Dogs provide a much better model for studying human aging. They are unique in sharing our environment. Companion dogs live with us in our homes, breathe the same air we do, and often share our exercise routines to some degree. “They eat our food, they walk on our lawns with pesticides, they drink everything in our water,” says Elaine Ostrander, who leads a team that studies human and canine genetics at the National Institute for Research on the human genome from the National Institutes of Health in Bethesda, Maryland.

They also develop many of the same age-related diseases that we do. Technically, most pet dogs die as a result of euthanasia. But in most of those cases, the animals have cancer, Kaeberlein says. Dogs can also develop heart disease later in life, just like humans. There are a few differences: dogs’ brains are not the same as humans’, although the animals seem to develop a form of dementia.
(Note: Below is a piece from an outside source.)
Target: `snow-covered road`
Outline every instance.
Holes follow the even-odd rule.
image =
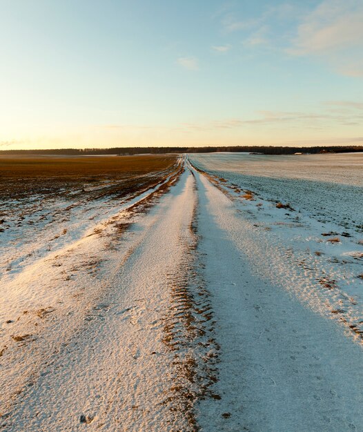
[[[2,279],[3,430],[363,430],[360,304],[184,167]]]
And dogs don’t tend to develop vascular disease like humans.

But there are a lot of similarities. Both dogs and humans experience an aging immune system and an increased risk of kidney disease as they age, Kaeberlein says. “It seems that, at the level of individual age-related diseases, it’s very, very similar,” he says.

One of the main differences is that aging is a much faster process in dogs – it happens about seven times faster than in humans, although small dogs generally live longer than large ones. (However, it’s not entirely true that one year of a dog’s life equals seven human years. Dogs seem to age faster than humans in their first years of life, and the rate slows as they age. they get old.)


Although this can be devastating for dedicated owners, it is useful for researchers, who are able to study the effects of potential anti-aging drugs over the lifespan, which is much more difficult to achieve in humans. .

Another unique characteristic of dogs is their incredible diversity. Only in dogs do we see such extreme differences in size and appearance within a single species. A Great Dane is about 20 times heavier than a Chihuahua, for example. A Pomeranian looks nothing like a Staffordshire Bull Terrier.

This variation makes animals particularly fascinating to geneticists like Ostrander. “Dogs were only domesticated around 30,000 years ago, and most breeds have only been around since Victorian times,” she says. It was around the mid-1800s that modern dog breeding took off, and owners bred dogs for aspects of their appearance, such as curly coats or flat faces. Breeders have basically selected dogs with genes for these traits.

Since many such changes have only occurred in the past hundred years or so, genetic differences between today’s dog breeds are likely to have a significant impact on these traits and on the risks of certain diseases which vary from one race to another.